Principle:Cleanlab Cleanlab Token Label Quality Scoring
| Knowledge Sources | Cleanlab |
|---|---|
| Domains | Machine_Learning, Data_Quality, NLP |
| Last Updated | 2026-02-09 |
Overview
Method for scoring label quality at both the token level and sentence level in sequence labeling tasks like named entity recognition.
Description
Token label quality scoring adapts cleanlab's label quality scoring to variable-length sequences. It operates at two granularity levels:
- Token-level scoring: Each individual token in a sentence receives a quality score reflecting how likely its label is correct, based on the model's predicted class probabilities for that token.

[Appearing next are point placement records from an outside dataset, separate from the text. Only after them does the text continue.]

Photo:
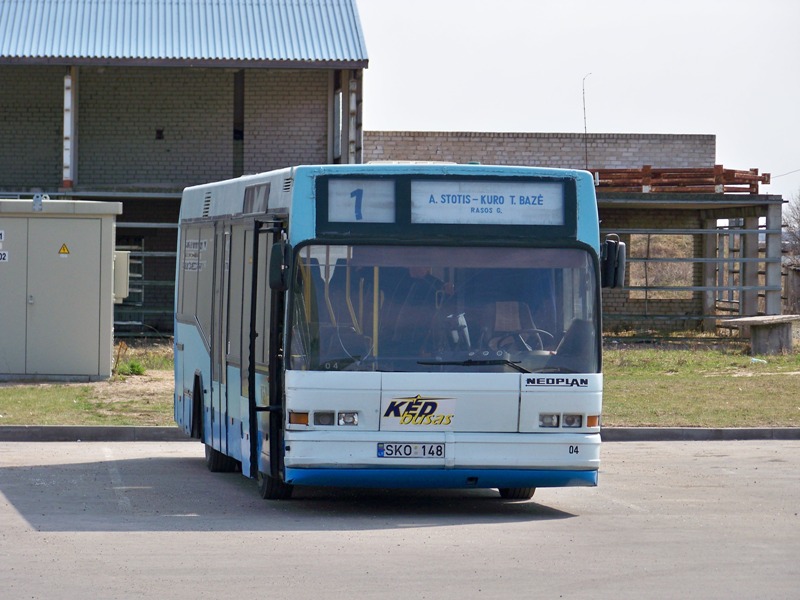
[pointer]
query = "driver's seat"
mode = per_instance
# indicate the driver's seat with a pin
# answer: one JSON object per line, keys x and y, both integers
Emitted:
{"x": 513, "y": 329}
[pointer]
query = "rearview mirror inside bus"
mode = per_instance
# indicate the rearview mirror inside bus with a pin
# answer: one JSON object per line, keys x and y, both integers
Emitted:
{"x": 279, "y": 266}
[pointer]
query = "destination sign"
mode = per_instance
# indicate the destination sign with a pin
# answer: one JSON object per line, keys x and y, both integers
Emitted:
{"x": 361, "y": 201}
{"x": 487, "y": 202}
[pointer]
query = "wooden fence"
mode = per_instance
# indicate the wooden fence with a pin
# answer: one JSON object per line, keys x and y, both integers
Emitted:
{"x": 712, "y": 180}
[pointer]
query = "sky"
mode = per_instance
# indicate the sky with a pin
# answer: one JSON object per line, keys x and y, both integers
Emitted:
{"x": 730, "y": 68}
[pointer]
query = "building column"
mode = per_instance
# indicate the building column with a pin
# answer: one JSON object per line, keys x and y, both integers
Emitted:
{"x": 69, "y": 162}
{"x": 710, "y": 275}
{"x": 772, "y": 266}
{"x": 748, "y": 299}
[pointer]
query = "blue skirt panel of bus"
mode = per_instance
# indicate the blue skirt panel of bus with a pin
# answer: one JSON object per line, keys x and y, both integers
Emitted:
{"x": 440, "y": 478}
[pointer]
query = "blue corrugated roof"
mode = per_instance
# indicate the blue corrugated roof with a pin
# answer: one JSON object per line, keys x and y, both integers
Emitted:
{"x": 207, "y": 32}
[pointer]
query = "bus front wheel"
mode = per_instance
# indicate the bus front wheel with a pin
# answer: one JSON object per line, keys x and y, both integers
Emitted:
{"x": 516, "y": 493}
{"x": 273, "y": 489}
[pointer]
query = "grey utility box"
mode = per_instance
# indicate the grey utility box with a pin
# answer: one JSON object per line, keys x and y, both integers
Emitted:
{"x": 57, "y": 288}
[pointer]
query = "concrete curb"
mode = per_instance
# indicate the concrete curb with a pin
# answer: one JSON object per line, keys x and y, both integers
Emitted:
{"x": 696, "y": 434}
{"x": 80, "y": 433}
{"x": 88, "y": 433}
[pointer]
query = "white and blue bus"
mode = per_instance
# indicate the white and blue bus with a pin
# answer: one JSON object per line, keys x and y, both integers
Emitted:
{"x": 394, "y": 325}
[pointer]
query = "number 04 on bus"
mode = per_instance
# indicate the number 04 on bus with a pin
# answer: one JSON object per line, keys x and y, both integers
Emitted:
{"x": 416, "y": 326}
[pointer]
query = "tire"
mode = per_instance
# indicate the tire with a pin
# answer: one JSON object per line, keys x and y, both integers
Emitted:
{"x": 516, "y": 493}
{"x": 217, "y": 462}
{"x": 273, "y": 489}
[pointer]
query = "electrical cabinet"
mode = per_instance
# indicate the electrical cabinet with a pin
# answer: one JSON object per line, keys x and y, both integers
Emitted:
{"x": 56, "y": 288}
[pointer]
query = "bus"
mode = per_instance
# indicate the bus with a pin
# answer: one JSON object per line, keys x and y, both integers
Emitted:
{"x": 394, "y": 326}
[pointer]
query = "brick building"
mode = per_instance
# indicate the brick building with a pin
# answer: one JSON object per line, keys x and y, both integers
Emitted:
{"x": 703, "y": 247}
{"x": 171, "y": 93}
{"x": 166, "y": 94}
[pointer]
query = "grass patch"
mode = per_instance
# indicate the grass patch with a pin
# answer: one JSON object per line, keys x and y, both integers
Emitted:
{"x": 644, "y": 387}
{"x": 699, "y": 388}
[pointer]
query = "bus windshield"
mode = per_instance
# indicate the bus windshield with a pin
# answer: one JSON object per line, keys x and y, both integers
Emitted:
{"x": 443, "y": 309}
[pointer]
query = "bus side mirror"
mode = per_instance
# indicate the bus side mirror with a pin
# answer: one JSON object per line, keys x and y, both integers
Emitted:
{"x": 612, "y": 262}
{"x": 279, "y": 266}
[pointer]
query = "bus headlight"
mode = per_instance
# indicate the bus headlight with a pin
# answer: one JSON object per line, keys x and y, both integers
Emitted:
{"x": 548, "y": 420}
{"x": 323, "y": 417}
{"x": 348, "y": 418}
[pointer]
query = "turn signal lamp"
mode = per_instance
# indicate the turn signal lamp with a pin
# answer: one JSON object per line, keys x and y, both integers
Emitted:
{"x": 296, "y": 418}
{"x": 548, "y": 420}
{"x": 348, "y": 418}
{"x": 324, "y": 418}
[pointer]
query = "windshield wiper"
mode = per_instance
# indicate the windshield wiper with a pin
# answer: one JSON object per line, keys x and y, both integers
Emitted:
{"x": 474, "y": 363}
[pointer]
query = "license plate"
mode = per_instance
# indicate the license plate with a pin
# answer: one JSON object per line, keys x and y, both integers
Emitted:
{"x": 406, "y": 450}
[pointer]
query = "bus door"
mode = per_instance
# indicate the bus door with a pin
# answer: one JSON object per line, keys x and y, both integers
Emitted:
{"x": 219, "y": 338}
{"x": 255, "y": 321}
{"x": 236, "y": 347}
{"x": 261, "y": 363}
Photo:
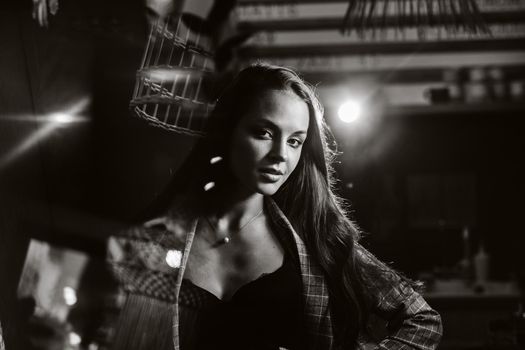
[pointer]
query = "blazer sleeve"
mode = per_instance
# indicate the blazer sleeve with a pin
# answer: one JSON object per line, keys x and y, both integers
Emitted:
{"x": 411, "y": 323}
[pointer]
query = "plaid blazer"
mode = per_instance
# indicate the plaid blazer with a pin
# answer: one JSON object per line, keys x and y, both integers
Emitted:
{"x": 149, "y": 261}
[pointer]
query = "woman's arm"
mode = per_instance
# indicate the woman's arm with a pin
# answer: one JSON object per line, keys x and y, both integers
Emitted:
{"x": 411, "y": 322}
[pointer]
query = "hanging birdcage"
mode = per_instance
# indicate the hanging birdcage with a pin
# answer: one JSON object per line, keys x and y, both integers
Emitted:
{"x": 169, "y": 88}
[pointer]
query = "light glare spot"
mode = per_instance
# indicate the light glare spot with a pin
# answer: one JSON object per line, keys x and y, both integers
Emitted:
{"x": 349, "y": 111}
{"x": 215, "y": 160}
{"x": 62, "y": 118}
{"x": 74, "y": 339}
{"x": 209, "y": 186}
{"x": 173, "y": 258}
{"x": 70, "y": 296}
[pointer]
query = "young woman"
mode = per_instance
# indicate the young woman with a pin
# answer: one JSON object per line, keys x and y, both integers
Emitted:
{"x": 251, "y": 248}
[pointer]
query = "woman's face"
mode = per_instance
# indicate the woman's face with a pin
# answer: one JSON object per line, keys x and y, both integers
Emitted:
{"x": 267, "y": 141}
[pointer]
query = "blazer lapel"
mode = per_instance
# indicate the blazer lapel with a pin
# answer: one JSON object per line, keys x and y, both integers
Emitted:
{"x": 315, "y": 290}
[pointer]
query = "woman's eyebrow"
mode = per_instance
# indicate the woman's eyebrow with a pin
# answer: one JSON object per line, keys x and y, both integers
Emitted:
{"x": 272, "y": 125}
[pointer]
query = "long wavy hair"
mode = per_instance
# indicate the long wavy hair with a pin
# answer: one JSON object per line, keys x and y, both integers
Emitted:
{"x": 353, "y": 275}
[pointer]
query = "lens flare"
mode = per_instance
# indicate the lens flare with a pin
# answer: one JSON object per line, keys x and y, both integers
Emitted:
{"x": 349, "y": 111}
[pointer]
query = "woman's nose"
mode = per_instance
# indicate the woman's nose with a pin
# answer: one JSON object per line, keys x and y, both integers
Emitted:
{"x": 279, "y": 151}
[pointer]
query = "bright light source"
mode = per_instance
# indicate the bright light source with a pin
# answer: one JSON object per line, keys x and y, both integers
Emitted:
{"x": 209, "y": 186}
{"x": 74, "y": 339}
{"x": 215, "y": 160}
{"x": 349, "y": 111}
{"x": 62, "y": 118}
{"x": 70, "y": 296}
{"x": 174, "y": 258}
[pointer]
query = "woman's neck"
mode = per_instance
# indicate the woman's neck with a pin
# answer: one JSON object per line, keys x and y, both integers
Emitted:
{"x": 232, "y": 211}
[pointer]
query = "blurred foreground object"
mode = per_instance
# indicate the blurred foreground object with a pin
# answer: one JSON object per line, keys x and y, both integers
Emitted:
{"x": 41, "y": 9}
{"x": 455, "y": 15}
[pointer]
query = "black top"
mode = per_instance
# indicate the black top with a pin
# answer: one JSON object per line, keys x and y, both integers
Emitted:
{"x": 263, "y": 314}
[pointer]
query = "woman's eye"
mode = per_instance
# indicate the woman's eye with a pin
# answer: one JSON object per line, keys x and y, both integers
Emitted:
{"x": 263, "y": 133}
{"x": 295, "y": 143}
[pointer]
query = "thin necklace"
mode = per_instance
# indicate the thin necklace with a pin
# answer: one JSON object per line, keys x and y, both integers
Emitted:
{"x": 226, "y": 239}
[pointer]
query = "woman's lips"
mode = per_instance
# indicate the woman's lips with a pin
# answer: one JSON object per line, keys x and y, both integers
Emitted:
{"x": 270, "y": 174}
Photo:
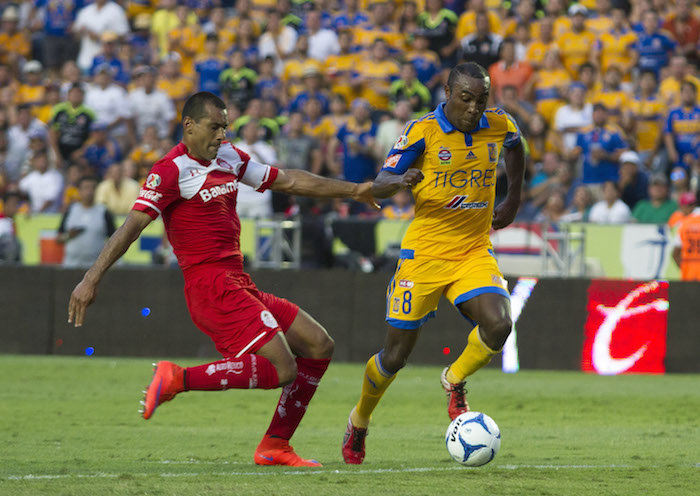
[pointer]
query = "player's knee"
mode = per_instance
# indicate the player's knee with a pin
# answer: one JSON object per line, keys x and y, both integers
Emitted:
{"x": 496, "y": 331}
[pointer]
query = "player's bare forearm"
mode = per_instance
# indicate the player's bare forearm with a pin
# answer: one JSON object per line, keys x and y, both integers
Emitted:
{"x": 388, "y": 184}
{"x": 299, "y": 182}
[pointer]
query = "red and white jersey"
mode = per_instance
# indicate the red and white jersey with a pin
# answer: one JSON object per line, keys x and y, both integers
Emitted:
{"x": 197, "y": 200}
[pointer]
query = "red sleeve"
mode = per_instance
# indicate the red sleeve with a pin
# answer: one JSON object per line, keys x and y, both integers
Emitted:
{"x": 160, "y": 189}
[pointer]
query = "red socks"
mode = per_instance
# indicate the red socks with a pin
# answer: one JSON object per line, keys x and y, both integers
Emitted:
{"x": 296, "y": 396}
{"x": 246, "y": 372}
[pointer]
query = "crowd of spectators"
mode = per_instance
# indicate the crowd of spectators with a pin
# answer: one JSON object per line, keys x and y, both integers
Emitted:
{"x": 604, "y": 91}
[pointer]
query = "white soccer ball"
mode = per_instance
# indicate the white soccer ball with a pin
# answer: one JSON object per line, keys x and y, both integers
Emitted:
{"x": 473, "y": 439}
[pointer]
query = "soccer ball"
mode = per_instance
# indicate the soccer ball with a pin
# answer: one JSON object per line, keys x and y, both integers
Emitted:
{"x": 473, "y": 439}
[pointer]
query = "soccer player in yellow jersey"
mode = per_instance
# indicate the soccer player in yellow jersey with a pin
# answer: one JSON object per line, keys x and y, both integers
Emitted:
{"x": 448, "y": 158}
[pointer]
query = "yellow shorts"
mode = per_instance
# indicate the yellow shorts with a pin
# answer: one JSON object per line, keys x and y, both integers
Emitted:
{"x": 414, "y": 292}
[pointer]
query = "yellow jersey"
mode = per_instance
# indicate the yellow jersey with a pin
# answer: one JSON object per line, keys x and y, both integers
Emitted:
{"x": 454, "y": 203}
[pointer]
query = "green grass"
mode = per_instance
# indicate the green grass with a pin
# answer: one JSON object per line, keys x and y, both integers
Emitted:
{"x": 69, "y": 426}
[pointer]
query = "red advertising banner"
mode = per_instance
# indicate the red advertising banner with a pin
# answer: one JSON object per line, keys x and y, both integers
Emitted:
{"x": 625, "y": 331}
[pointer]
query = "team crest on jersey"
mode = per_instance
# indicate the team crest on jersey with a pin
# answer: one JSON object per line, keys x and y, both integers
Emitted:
{"x": 493, "y": 152}
{"x": 445, "y": 156}
{"x": 153, "y": 180}
{"x": 392, "y": 160}
{"x": 401, "y": 142}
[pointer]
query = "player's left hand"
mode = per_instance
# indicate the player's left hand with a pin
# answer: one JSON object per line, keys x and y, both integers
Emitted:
{"x": 504, "y": 214}
{"x": 363, "y": 193}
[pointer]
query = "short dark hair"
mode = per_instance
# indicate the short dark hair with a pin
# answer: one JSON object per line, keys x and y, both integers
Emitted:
{"x": 196, "y": 105}
{"x": 469, "y": 69}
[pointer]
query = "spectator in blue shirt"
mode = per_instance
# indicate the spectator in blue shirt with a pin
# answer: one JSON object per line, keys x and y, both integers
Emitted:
{"x": 210, "y": 66}
{"x": 653, "y": 45}
{"x": 682, "y": 131}
{"x": 357, "y": 138}
{"x": 600, "y": 145}
{"x": 57, "y": 44}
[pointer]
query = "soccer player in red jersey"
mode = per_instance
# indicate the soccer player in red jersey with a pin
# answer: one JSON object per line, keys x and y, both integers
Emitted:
{"x": 267, "y": 342}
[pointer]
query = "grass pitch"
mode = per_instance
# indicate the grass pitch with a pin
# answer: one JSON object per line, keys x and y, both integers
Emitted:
{"x": 69, "y": 426}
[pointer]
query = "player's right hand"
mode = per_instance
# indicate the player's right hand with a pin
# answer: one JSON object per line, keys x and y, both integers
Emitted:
{"x": 411, "y": 177}
{"x": 83, "y": 295}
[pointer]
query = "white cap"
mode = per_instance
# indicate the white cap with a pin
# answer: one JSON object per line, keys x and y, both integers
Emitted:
{"x": 630, "y": 157}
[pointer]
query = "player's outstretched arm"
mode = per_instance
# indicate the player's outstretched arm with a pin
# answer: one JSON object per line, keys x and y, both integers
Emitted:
{"x": 505, "y": 213}
{"x": 86, "y": 291}
{"x": 298, "y": 182}
{"x": 387, "y": 183}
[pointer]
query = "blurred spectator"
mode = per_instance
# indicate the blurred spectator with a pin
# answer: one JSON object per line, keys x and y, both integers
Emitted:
{"x": 43, "y": 185}
{"x": 295, "y": 149}
{"x": 15, "y": 44}
{"x": 508, "y": 71}
{"x": 150, "y": 106}
{"x": 659, "y": 207}
{"x": 633, "y": 181}
{"x": 84, "y": 227}
{"x": 576, "y": 45}
{"x": 572, "y": 118}
{"x": 548, "y": 86}
{"x": 322, "y": 42}
{"x": 653, "y": 46}
{"x": 670, "y": 87}
{"x": 580, "y": 207}
{"x": 108, "y": 57}
{"x": 686, "y": 206}
{"x": 684, "y": 26}
{"x": 481, "y": 46}
{"x": 32, "y": 90}
{"x": 18, "y": 140}
{"x": 439, "y": 25}
{"x": 109, "y": 102}
{"x": 277, "y": 41}
{"x": 600, "y": 147}
{"x": 91, "y": 22}
{"x": 388, "y": 132}
{"x": 209, "y": 66}
{"x": 357, "y": 138}
{"x": 116, "y": 191}
{"x": 100, "y": 151}
{"x": 611, "y": 95}
{"x": 10, "y": 248}
{"x": 375, "y": 75}
{"x": 407, "y": 87}
{"x": 250, "y": 203}
{"x": 400, "y": 206}
{"x": 644, "y": 119}
{"x": 238, "y": 81}
{"x": 610, "y": 210}
{"x": 683, "y": 128}
{"x": 426, "y": 62}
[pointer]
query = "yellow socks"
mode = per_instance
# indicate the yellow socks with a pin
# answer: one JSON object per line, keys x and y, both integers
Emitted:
{"x": 474, "y": 356}
{"x": 376, "y": 381}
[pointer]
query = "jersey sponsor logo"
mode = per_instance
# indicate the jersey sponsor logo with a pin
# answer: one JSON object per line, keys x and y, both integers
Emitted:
{"x": 268, "y": 319}
{"x": 401, "y": 142}
{"x": 459, "y": 203}
{"x": 150, "y": 195}
{"x": 445, "y": 156}
{"x": 153, "y": 180}
{"x": 392, "y": 160}
{"x": 214, "y": 191}
{"x": 493, "y": 152}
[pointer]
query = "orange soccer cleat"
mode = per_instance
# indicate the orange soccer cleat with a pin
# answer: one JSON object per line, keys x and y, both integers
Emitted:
{"x": 168, "y": 380}
{"x": 277, "y": 451}
{"x": 456, "y": 396}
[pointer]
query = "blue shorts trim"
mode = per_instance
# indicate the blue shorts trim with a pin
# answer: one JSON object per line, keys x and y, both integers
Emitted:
{"x": 407, "y": 254}
{"x": 410, "y": 324}
{"x": 479, "y": 291}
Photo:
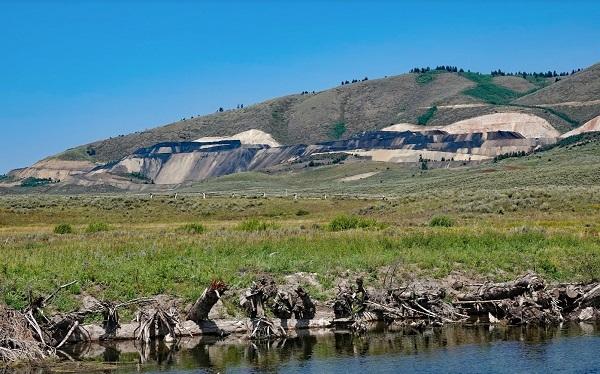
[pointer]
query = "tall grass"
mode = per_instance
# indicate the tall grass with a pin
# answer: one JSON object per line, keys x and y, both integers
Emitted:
{"x": 255, "y": 225}
{"x": 349, "y": 222}
{"x": 148, "y": 263}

- Sentence-level scoring: Token scores within each sentence are aggregated to produce a single per-sentence score, enabling ranking of entire sentences by their overall label quality.
The two-level design enables identifying both the most problematic sentences in a dataset and the specific tokens within them that are likely mislabeled. This is particularly useful for sequence labeling tasks such as named entity recognition (NER), part-of-speech tagging, and chunking, where labels are assigned to individual tokens within variable-length sentences.
Token-level scores are computed using standard label quality methods (such as self_confidence or normalized_margin) applied to the flattened set of all tokens across all sentences. Sentence-level aggregation then uses methods like min or softmin to summarize the token scores within each sentence.
Usage
Token label quality scoring is applied after training a token classification model (e.g., a NER model) and obtaining per-token predicted probabilities. The resulting scores support:
- Sentence ranking: Sorting sentences by quality score to prioritize human review on the most problematic examples.
- Token-level diagnostics: Identifying exactly which tokens within a sentence are likely mislabeled.
- Dataset auditing: Systematically evaluating the quality of sequence labeling annotations across a corpus.
Theoretical Basis
The scoring procedure operates as follows:
Step 1: Token-Level Scoring. For each sentence i with T_i tokens, compute per-token quality scores. The tokens and their predicted probabilities are logically flattened across all sentences, and standard label quality scoring is applied:
- self_confidence: The model's predicted probability for the given label class. Higher values indicate the model agrees with the annotation.
- normalized_margin: The difference between the probability of the given label and the highest probability for any other class, normalized to [0, 1].
self_confidence(token) = pred_probs[token][given_label]
normalized_margin(token) = pred_probs[token][given_label] - max(pred_probs[token][other_classes])
Step 2: Sentence-Level Aggregation. Aggregate token-level scores within each sentence to produce a single sentence score:
- min method: Takes the minimum token score in the sentence. Simple but sensitive to individual outlier tokens.
- softmin method: Computes a smooth approximation of the minimum that is more robust to outlier tokens:
softmin(scores) = sum(scores * exp(-scores / temperature)) / sum(exp(-scores / temperature))
The softmin method down-weights extremely low scores slightly, providing a more stable estimate of sentence quality while still emphasizing the worst tokens.